Zuniga also points out that bystanders are not required to help because of the risks involved.
“Understand that you put yourself at risk, especially with strangers, of being contaminated by blood-borne diseases, which is why you are not 'obligated' to help.”
Those who wish to help though, should make their personal safety their primary concern, emphasized Christian Bove, a spokesman for the San Antonio Fire Department, which dispatches emergency medical services.
“They should never put themselves in a dangerous position where they could risk injury as well,” Bove wrote in an email. “That includes assessing the scene, checking for possible traffic hazards, or other types of dangerous situations.”
The first thing anyone should do in a life-threatening emergency situation is to note your location and call 911 to get emergency medical personnel and police on the way.

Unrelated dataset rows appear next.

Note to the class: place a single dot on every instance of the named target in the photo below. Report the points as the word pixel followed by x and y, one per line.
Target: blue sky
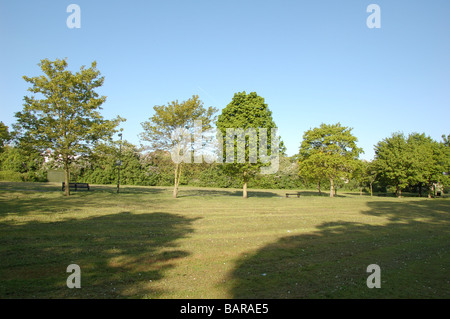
pixel 313 61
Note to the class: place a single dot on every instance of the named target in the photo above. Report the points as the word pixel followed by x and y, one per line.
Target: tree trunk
pixel 244 190
pixel 331 188
pixel 66 177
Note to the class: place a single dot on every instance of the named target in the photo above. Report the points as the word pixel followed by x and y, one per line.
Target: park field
pixel 211 243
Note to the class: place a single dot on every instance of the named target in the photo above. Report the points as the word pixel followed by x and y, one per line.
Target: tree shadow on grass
pixel 411 249
pixel 120 255
pixel 235 193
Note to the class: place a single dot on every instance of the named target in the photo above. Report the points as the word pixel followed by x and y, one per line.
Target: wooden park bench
pixel 297 194
pixel 76 185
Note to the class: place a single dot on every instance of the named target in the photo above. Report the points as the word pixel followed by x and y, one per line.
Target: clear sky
pixel 313 61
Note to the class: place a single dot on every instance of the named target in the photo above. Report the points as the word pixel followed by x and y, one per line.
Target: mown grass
pixel 210 243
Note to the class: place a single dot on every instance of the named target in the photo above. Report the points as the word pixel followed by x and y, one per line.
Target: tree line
pixel 61 126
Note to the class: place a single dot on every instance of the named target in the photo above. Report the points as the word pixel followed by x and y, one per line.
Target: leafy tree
pixel 328 151
pixel 392 161
pixel 312 169
pixel 63 112
pixel 4 136
pixel 446 140
pixel 249 113
pixel 365 175
pixel 427 161
pixel 167 128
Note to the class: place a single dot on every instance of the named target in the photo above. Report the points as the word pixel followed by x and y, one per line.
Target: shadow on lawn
pixel 212 192
pixel 120 255
pixel 412 250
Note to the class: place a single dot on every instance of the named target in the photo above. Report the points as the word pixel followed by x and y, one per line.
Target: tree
pixel 365 175
pixel 4 136
pixel 168 128
pixel 63 113
pixel 246 114
pixel 446 139
pixel 392 161
pixel 312 169
pixel 427 161
pixel 328 151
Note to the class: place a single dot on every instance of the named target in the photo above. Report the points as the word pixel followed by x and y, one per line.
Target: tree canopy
pixel 62 114
pixel 328 151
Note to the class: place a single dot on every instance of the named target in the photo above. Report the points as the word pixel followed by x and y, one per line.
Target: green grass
pixel 210 243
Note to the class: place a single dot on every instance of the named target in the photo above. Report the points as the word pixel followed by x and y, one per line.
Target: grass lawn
pixel 211 243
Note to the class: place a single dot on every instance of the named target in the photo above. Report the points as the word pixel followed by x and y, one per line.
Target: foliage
pixel 167 128
pixel 328 152
pixel 245 111
pixel 4 136
pixel 63 112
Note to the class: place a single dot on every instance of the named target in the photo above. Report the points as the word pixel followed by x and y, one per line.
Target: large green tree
pixel 393 162
pixel 4 136
pixel 328 151
pixel 171 127
pixel 427 162
pixel 62 114
pixel 247 113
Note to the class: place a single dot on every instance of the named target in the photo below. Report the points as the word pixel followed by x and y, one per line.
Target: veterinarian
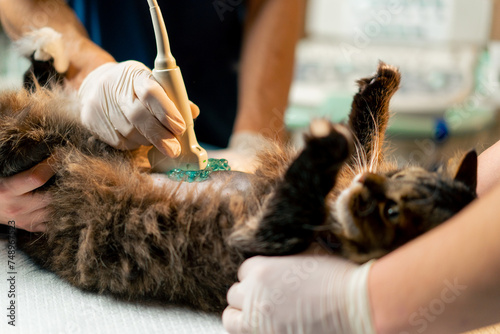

After that, those who are properly trained can start providing the victim with basic first aid or CPR, but, Bove said, “a good Samaritan should never perform mouth-to-mouth on a person they don't know because of the risk of infections diseases. Hands-only CPR should be performed, and if you don't know CPR, all of the SAFD's 911 dispatchers are certified paramedics who can walk you through the steps over the phone.”
Nurse Nancy Meidinger, the health services adviser for the Red Cross in Texas, said getting first-aid training with the Red Cross is a good way to prepare in the event of an emergency because, without training, even those with good intentions may make things worse.
“If they're not trained, they can do more harm than good,” Meidinger said, “both to the victim and to themselves.”